Furthermore, U.S. Pat. No. 6,055,097 discloses a method for luminescence optical microscopy. Here, a specimen is marked with dyes that are fluorescent under suitable illumination conditions, so that the dyes in the specimen can be localized by the irradiation. In order to generate a spatial image, a number of images are recorded in different focal planes. Each of these images contains image information stemming directly from the focal plane as well as image information stemming from spatial sections of the object that lie outside of the focal plane. For purposes of obtaining a sharp image, it is necessary to eliminate the image components that do not stem from the focal plane. In this context, the suggestion is made to provide the microscope with an optical system that allows the specimen to be illuminated with a special illumination field, for instance, a stationary wave, or with a non-periodic excitation field.
In order to improve the three-dimensional reconstruction of an object with a microscope, German patent application no. 100 50 963.0 proposes an improved method and an improved device. Here, an image-recording device, for example, a CCD camera, is used to record a series of images of an object in various z planes. Consequently, this yields a stack of plane images of the object from numerous different planes in the z direction of the object. Each of these images in the image stack contains areas of sharp image structures having a high sharpness of details and areas that were outside of the focal plane during the recording of the image and that are consequently present in the image in an unsharp state and without high sharpness of details. As a result, an image can be regarded as a set of partial image areas having different, especially high, sharpness of details and low sharpness of details. Image-analysis methods are then employed to extract the partial image areas from each image of the image stack, said areas being present in a high sharpness of details. Consequently, for each image of the image stack, a result image is obtained that now contains only the image areas of high sharpness. These result images are subsequently combined to form a new, detail-sharp three-dimensional overall image. The result is a new, completely detail-sharp three-dimensional microscopic image of the object.

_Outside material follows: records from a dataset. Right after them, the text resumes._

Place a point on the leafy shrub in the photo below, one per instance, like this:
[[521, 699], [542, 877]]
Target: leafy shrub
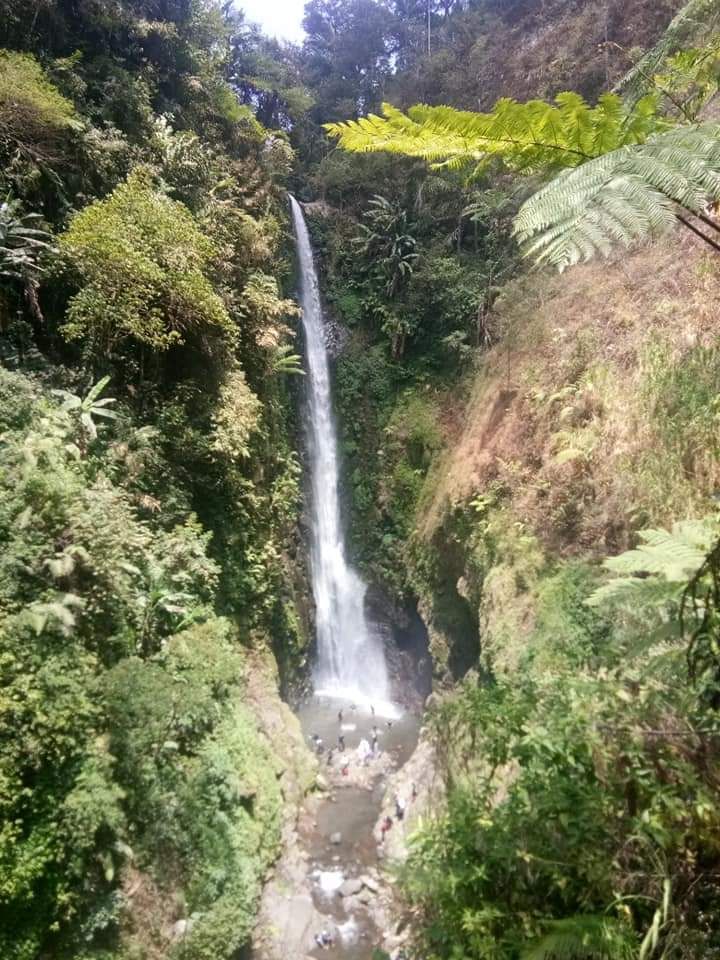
[[143, 267], [33, 113]]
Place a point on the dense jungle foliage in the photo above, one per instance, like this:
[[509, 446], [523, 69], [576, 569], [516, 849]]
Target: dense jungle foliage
[[504, 432]]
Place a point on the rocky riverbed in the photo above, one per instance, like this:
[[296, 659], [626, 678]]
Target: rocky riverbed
[[333, 877]]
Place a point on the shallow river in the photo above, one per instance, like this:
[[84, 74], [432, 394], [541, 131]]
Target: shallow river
[[352, 811]]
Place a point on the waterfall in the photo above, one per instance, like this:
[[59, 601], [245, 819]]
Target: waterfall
[[350, 659]]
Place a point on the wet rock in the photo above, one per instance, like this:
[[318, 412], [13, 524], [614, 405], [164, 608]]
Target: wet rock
[[179, 929], [351, 886]]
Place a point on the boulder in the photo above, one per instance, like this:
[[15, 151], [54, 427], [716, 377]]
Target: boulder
[[351, 886], [372, 885]]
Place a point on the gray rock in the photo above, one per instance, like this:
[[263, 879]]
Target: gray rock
[[371, 884], [351, 887]]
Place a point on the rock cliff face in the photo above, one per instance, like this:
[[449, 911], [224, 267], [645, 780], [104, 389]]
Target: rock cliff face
[[585, 436]]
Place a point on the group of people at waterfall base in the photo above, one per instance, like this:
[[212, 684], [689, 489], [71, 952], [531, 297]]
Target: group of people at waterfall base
[[365, 752]]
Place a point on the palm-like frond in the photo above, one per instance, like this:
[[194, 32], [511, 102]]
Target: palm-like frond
[[657, 571], [584, 937], [623, 196], [530, 135], [695, 20]]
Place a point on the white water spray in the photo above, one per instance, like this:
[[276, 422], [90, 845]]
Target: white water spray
[[351, 661]]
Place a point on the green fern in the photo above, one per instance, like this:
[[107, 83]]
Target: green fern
[[584, 937], [624, 196], [693, 23], [525, 136], [658, 570]]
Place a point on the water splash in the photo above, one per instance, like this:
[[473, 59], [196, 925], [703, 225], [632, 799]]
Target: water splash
[[351, 661]]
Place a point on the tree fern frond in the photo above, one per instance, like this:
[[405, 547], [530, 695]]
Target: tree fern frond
[[674, 555], [636, 593], [524, 135], [623, 196], [697, 19], [584, 937]]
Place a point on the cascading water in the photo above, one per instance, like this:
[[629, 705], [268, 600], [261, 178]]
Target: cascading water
[[351, 661]]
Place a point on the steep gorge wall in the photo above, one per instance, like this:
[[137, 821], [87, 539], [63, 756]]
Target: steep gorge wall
[[594, 415]]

Since the distances and the absolute positions of the z planes in which the images of the image stack were recorded are known, the three-dimensional microscopic image of the object thus obtained can also be evaluated quantitatively. Up until now, in order to record the individual images of the image stack in the various z planes, the distance between the lens and the object was changed by mechanically adjusting the height of the microscope stage, in other words, the stage on which the object rests. The high weight of the stage and the resultant inertia of the entire system, however, set a limit for the speed with which the individual image stacks can be recorded. After all, the inertia of the system means that a relatively long time is needed to move the object into the various z planes in the focus of the lens.